Moments later, the president highlighted his early efforts to rid the world of nuclear weapons and halt the threat of global warming -- work cited by the Nobel Prize committee that is a long way from completion.
"These challenges can't be met by any one leader or any one nation," Obama said. "And that's why my administration has worked to establish a new era of engagement in which all nations must take responsibility for the world we seek."
Turning to global warming, Obama added, "We cannot accept the growing threat posed by climate change, which could forever damage the world that we pass on to our children -- sowing conflict and famine, destroying coastlines and emptying cities. And that's why all nations must now accept their share of responsibility for transforming the way that we use energy."

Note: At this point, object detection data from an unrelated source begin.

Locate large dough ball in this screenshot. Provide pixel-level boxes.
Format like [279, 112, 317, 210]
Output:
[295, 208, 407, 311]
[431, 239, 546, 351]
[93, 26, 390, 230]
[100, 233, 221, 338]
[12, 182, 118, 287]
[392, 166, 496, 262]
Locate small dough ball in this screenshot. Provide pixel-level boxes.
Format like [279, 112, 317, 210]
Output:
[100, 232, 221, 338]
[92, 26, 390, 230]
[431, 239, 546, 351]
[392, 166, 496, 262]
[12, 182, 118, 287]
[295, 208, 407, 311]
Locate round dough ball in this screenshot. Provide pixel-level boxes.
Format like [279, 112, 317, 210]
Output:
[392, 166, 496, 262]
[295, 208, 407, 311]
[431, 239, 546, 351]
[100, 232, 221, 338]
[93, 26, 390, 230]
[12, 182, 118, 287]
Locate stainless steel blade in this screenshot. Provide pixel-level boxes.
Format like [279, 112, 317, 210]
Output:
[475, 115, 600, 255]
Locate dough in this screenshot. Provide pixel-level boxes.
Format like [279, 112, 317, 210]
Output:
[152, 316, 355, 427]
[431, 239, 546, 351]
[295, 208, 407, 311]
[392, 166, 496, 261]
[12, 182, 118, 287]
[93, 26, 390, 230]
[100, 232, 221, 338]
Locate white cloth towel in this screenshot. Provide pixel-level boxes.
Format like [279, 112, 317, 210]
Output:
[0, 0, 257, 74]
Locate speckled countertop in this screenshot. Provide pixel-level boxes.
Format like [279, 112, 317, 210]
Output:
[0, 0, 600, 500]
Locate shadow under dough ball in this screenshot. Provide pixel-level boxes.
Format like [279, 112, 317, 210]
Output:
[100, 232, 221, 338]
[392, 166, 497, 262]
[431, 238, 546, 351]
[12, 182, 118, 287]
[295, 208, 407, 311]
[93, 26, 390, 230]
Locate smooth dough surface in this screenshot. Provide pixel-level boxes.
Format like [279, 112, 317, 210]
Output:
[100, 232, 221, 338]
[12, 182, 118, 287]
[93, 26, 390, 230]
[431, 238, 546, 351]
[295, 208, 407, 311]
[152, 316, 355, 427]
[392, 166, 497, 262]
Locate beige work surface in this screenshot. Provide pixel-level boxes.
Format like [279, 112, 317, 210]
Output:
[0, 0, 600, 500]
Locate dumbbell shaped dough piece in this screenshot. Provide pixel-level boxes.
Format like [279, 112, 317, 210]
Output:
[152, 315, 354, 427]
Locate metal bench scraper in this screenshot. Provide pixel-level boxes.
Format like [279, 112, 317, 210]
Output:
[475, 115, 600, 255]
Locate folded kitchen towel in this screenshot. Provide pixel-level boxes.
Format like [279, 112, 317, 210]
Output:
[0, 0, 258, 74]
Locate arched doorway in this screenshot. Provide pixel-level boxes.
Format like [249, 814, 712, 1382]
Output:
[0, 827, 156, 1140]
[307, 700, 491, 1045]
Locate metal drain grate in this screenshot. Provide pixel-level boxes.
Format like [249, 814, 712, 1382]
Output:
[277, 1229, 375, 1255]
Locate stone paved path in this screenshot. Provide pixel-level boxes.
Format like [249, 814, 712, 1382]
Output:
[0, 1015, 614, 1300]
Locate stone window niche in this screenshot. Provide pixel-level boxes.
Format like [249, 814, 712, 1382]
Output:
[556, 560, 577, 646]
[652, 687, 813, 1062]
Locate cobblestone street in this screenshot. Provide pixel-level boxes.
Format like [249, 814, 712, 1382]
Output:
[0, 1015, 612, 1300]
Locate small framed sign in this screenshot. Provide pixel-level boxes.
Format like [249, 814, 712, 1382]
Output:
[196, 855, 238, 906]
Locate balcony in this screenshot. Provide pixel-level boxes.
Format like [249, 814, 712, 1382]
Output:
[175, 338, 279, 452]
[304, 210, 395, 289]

In Oslo, Thorbjørn Jagland, the chairman of the Norwegian Nobel Committee and a former prime minister of Norway, explained that Obama's early international diplomacy efforts helped him beat out more than 200 other nominees to become the third sitting U.S. president to win the award. The sitting presidents to win the prize were Theodore Roosevelt in 1906 and Woodrow Wilson in 1919. Former President Jimmy Carter won the award in 2002.
"Only very rarely has a person to the same extent as Obama captured the world's attention and given its people hope for a better future," Jagland said. "We are not awarding the prize for what may happen in the future, but for what he has done in the previous year. We would hope this will enhance what he is trying to do."
Former Vice President Al Gore, a 2007 Nobel Peace Prize winner for his work on global warming, called Obama's award "thrilling."
"It's extremely well deserved," Gore added during the annual Society of Environmental Journalists conference in Madison, Wis. "Much of what he has accomplished already is going to be far more appreciated in the eyes of history as it has been by the Nobel Committee in their announcement early this morning."
(Click here to listen to and read the transcript of Gore’s comments.)
But the connection between the Nobel Peace Prize and Obama's work on climate change caught many by surprise.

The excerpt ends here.